LIBRAIN
Multi-Agent RAG System for Scientific Discovery
Open-source, built in .NET 10. Ingests arXiv papers, embeds them in a vector store, and generates citation-grounded hypotheses through a Reader → Synthesis → Evaluator pipeline.
github.com/erennmutlu1/librainWhy this exists
Most RAG and AI-agent tutorials are written in Python. Production engineering organizations that run on .NET — banks, insurers, government — hear the message that "AI requires Python" and weaken the case for adopting LLM-driven features in their existing stack. LIBRAIN is a deliberate counter-example: a complete multi-agent retrieval pipeline built end-to-end in .NET 10 on Microsoft-blessed primitives (Semantic Kernel, Application Insights), Anthropic Claude, OpenAI embeddings, and a managed vector store.

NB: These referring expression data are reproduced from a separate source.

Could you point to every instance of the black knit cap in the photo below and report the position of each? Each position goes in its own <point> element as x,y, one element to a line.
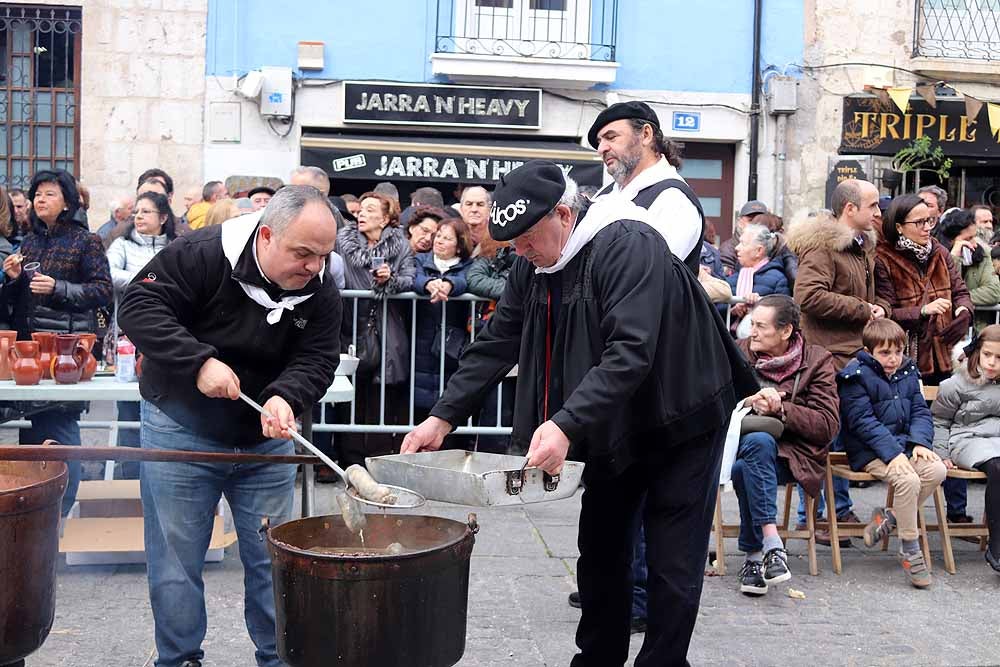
<point>620,111</point>
<point>259,189</point>
<point>525,196</point>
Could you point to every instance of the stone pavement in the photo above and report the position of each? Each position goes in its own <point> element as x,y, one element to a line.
<point>523,569</point>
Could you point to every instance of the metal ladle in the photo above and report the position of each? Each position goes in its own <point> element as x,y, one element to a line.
<point>405,498</point>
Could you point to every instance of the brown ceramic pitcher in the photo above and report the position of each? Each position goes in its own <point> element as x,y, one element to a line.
<point>46,350</point>
<point>24,363</point>
<point>70,359</point>
<point>90,362</point>
<point>7,339</point>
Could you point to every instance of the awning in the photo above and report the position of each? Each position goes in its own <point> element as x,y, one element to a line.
<point>441,160</point>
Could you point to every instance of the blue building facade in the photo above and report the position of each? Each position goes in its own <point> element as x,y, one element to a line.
<point>690,60</point>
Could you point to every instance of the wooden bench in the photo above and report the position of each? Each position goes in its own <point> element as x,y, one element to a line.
<point>837,465</point>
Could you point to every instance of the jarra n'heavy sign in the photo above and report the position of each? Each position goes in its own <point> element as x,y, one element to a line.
<point>428,104</point>
<point>876,128</point>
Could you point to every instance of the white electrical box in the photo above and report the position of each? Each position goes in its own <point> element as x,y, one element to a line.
<point>783,95</point>
<point>311,55</point>
<point>276,92</point>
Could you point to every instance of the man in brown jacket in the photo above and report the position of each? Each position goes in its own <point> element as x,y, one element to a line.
<point>800,390</point>
<point>835,288</point>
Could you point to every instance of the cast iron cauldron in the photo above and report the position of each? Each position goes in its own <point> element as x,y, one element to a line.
<point>378,611</point>
<point>30,498</point>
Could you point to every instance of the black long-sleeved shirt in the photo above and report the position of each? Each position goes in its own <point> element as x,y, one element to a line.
<point>185,307</point>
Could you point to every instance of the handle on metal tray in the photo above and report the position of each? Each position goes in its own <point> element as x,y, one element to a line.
<point>515,480</point>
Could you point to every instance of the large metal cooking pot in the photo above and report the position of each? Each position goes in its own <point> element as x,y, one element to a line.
<point>375,610</point>
<point>30,498</point>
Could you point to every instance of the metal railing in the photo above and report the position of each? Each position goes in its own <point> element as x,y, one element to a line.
<point>569,29</point>
<point>967,29</point>
<point>355,425</point>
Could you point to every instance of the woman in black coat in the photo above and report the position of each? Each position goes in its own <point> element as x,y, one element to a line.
<point>441,273</point>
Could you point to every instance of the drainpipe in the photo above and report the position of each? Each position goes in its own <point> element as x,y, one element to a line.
<point>779,168</point>
<point>755,100</point>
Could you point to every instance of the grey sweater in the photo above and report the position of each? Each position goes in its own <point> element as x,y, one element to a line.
<point>967,419</point>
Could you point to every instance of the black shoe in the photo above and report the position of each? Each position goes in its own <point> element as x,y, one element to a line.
<point>776,567</point>
<point>752,579</point>
<point>992,560</point>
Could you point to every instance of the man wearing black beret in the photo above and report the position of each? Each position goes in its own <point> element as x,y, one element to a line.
<point>624,364</point>
<point>644,164</point>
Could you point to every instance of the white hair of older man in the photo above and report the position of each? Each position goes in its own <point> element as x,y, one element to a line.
<point>319,178</point>
<point>762,236</point>
<point>288,202</point>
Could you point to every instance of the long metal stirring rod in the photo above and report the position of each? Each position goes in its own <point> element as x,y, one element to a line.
<point>299,439</point>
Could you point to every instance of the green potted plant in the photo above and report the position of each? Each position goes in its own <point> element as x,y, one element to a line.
<point>920,155</point>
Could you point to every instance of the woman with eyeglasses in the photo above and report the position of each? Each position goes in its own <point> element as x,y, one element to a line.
<point>61,295</point>
<point>149,232</point>
<point>917,276</point>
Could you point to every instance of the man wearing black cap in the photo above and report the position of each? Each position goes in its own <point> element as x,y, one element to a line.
<point>259,196</point>
<point>644,167</point>
<point>603,321</point>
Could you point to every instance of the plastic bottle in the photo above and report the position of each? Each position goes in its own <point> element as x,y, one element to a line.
<point>125,365</point>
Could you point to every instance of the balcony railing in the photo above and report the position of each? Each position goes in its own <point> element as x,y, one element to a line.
<point>565,29</point>
<point>966,29</point>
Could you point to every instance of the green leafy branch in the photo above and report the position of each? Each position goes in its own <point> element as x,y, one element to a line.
<point>922,155</point>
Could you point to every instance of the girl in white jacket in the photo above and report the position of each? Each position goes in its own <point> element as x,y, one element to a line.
<point>149,233</point>
<point>151,230</point>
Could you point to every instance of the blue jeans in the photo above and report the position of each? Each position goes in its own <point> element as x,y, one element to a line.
<point>841,494</point>
<point>128,411</point>
<point>956,494</point>
<point>756,474</point>
<point>64,428</point>
<point>640,569</point>
<point>178,501</point>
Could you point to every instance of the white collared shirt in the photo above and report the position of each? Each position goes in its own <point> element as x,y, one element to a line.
<point>681,221</point>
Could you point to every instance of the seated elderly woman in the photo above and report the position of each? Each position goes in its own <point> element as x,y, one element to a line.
<point>759,274</point>
<point>800,395</point>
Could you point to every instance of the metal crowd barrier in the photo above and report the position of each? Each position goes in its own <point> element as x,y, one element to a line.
<point>354,425</point>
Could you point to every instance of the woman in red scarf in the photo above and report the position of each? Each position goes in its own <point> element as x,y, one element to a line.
<point>799,392</point>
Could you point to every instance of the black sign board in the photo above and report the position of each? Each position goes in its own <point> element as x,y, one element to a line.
<point>429,104</point>
<point>873,127</point>
<point>382,160</point>
<point>842,171</point>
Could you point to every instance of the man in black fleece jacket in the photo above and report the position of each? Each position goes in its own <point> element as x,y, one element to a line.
<point>244,306</point>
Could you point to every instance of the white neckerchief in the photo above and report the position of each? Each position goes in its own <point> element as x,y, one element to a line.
<point>605,210</point>
<point>661,171</point>
<point>444,264</point>
<point>235,234</point>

It's also a portfolio artifact aligned with the Microsoft AI-200 (Azure AI Cloud Developer) certification syllabus — the production deployment target is Azure Cosmos DB for NoSQL with DiskANN vector indexing, deferred to Phase 3 once the dev pipeline is proven against local Qdrant.
Architecture
Three logical agents plus a cross-cutting audit logger. Every step emits a structured event with a correlation ID so any output is fully traceable from query back to source chunks.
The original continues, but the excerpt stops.